Then I realized it probably isnt fucked up at all, that probably happens extremely commonly in nature, I just never see it cus I never take the time to look at apple trees, and the big produce companies will only sell the singular, “perfect” apples.
Felt like there was some sort of lesson or message there for me.
I’ve been watching the new season of that show The Bear its a bit surreal, being a chef in chicago, watching a show about a chef in chicago. I noticed in one episode that a particular character wasn’t holding their knife correctly, the camera kept closing in on his fingers–
Chop
Chop
Chop
I almost couldn’t handle the anxiety. I hold my knife correctly and still manage to get cut at least once a week. It’s interesting then that the character has disappeared from the show for a bit, and I’m thinking about disappearing from my current kitchen.

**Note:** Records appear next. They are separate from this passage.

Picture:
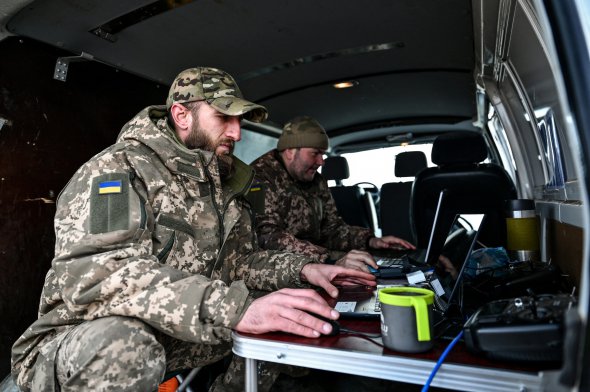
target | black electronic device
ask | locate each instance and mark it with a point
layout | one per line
(335, 324)
(528, 328)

I deleted the dating apps, again? Yeah again. I need to simplify my life, and cut down on the amount of things I need to think about, to worry about. Maybe I need to pour all my energy into a few spots, as opposed to many many avenues. There’s so much that I want to do, but maybe I can’t be good at all of them at once. Maybe I gotta build a foundation, off of what comes easiest and most enjoyable first. That seems like a good idea to me.
My chest feels tight, in the same way it did that one time two months ago.